Various antibodies are known that are specific for or induced by luminescent molecules. The most extensively tested set of data for luminescent antibody probes exists for fluorescein. The extensive number of tests that exist for this system has made anti-fluorescein antibodies a common method for antibody binding. Both polyclonal and monoclonal antibodies were elicited via immunization with protein complexes prepared with fluorescein isothiocyanate. Antibody affinity has been reported to range from 10 ⁴ M ⁻¹ to> 10 ¹² M ⁻¹ . In general, antibody binding of fluorescein results in quenching of fluorescence by up to 90% compared to that of fluorescein in aqueous solution.

E. Nanoparticulate Active Agent Particle Size Compositions of the present invention comprise nanoparticulate active agent particles having an effective average particle size of less than about 2 microns (ie, 2000 nm). In preferred embodiments of the invention, the nanoparticulate active agent particles are less than about 1900 nm, less than about 1800 nm, less than about 1700 nm, less than about 1600 nm, less than about 1500 nm, less than about 1400 nm, less than about 1300 nm, less than about 1200 nm, less than about 1100 nm. Less than about 1000 nm, less than about 900 nm, less than about 800 nm, less than about 700 nm, less than about 600 nm, less than about 500 nm, less than about 400 nm, less than about 300 nm, less than about 250 nm, less than about 200 nm, less than about 150 nm, less than about 100 nm, about Have an effective average particle size of less than 75 nm, less than about 50 nm, as measured by light scattering, microscopy, or other suitable methods.

  The particle size used herein is determined based on the weight average particle size as measured by conventional particle size measurement techniques well known to those skilled in the art. Such techniques include, for example, sedimentation field flow fractionation, photon correlation spectroscopy, light scattering, and disc centrifugation.

  “Effective average particle size of less than about 2 microns” means that at least 50% of the active agent particles are less than the effective average per weight, ie, less than about 2 microns, 1900 nm, 1800 nm, etc., as measured by the techniques described above. Having a particle size of Preferably, at least about 70%, at least about 90%, at least about 95%, or at least about 99% of the active agent particles have an effective average particle size less than the effective average, i.e. less than about 2 microns, such as 1900 nm, 1800 nm, etc. Have.

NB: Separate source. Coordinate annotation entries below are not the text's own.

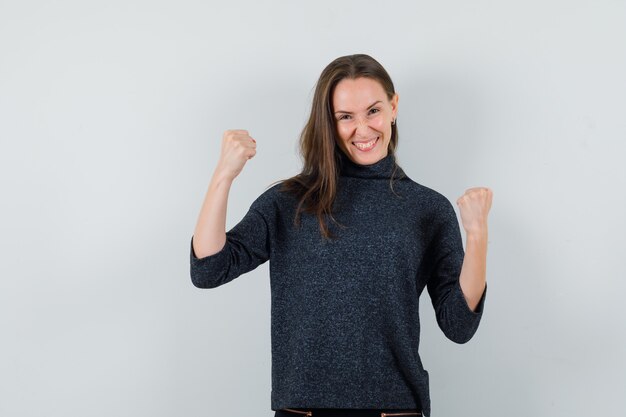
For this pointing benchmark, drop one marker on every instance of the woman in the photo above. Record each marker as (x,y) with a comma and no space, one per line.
(353,241)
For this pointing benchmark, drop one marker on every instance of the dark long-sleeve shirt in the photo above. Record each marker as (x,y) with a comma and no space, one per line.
(345,327)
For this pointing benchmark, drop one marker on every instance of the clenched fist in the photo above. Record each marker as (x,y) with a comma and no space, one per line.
(237,148)
(474,206)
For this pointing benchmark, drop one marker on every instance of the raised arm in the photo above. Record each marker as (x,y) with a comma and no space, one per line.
(458,314)
(217,256)
(210,231)
(474,205)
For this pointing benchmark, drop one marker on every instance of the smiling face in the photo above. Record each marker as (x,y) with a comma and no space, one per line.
(363,115)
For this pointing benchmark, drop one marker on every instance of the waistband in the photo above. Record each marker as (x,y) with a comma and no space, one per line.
(346,412)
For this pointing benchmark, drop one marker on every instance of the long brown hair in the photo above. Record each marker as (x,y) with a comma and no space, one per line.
(316,185)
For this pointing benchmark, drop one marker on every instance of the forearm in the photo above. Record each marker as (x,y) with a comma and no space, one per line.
(210,232)
(474,270)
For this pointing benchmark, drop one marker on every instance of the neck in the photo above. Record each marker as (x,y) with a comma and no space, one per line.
(382,169)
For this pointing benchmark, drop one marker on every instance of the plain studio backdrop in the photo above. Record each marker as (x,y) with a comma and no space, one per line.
(111,119)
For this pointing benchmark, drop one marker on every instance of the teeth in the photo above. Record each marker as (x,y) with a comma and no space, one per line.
(365,145)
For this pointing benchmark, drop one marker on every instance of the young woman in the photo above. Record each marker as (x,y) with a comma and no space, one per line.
(352,243)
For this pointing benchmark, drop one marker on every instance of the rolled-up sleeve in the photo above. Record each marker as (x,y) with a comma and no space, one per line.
(454,316)
(247,246)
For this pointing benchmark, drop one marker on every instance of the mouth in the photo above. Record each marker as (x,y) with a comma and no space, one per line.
(366,146)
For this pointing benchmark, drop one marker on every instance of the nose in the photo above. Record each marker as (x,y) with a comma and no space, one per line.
(362,128)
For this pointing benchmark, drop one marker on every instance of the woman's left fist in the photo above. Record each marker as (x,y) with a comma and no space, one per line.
(474,206)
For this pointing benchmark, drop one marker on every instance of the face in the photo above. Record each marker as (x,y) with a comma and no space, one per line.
(363,115)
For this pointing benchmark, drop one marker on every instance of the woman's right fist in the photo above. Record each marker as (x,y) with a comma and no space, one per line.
(237,148)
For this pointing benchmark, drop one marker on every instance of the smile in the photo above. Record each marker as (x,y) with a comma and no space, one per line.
(367,146)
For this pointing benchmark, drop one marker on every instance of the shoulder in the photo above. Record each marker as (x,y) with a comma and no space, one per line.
(430,201)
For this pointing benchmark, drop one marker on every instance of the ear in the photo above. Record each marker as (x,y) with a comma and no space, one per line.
(394,105)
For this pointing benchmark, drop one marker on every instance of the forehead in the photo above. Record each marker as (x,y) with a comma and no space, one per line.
(358,92)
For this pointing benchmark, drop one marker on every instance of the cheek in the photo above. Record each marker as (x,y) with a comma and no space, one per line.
(344,131)
(379,123)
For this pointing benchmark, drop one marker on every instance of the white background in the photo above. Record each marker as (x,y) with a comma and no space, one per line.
(111,119)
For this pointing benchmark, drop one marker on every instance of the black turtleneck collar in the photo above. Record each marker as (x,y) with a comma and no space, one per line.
(381,169)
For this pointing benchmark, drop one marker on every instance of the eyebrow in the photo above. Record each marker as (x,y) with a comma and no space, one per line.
(347,112)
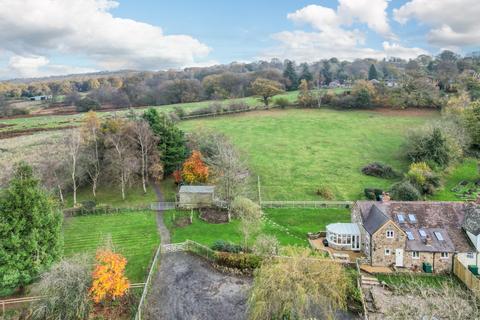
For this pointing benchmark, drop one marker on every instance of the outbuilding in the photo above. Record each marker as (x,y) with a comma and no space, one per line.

  In the present invention, the value of D50 of the nanoparticulate active substance composition is a particle diameter to which 50% or less of the weight of the active substance particles applies. Similarly, D90 is a particle size to which each of 90% or less of the weight of the active substance particle is applied.

F. Concentrations of nanoparticulate active agent and PEG-derivatized surface stabilizer The relative amounts of at least one active agent and one or more PEG-derivatized surface stabilizers can vary widely. The optimal amount of surface stabilizer depends on, for example, the specific active substance selected, the hydrophilic / lipophilic balance (HLB), the melting point, the water solubility of the surface stabilizer, and the surface tension of the aqueous solution of the surface stabilizer. obtain.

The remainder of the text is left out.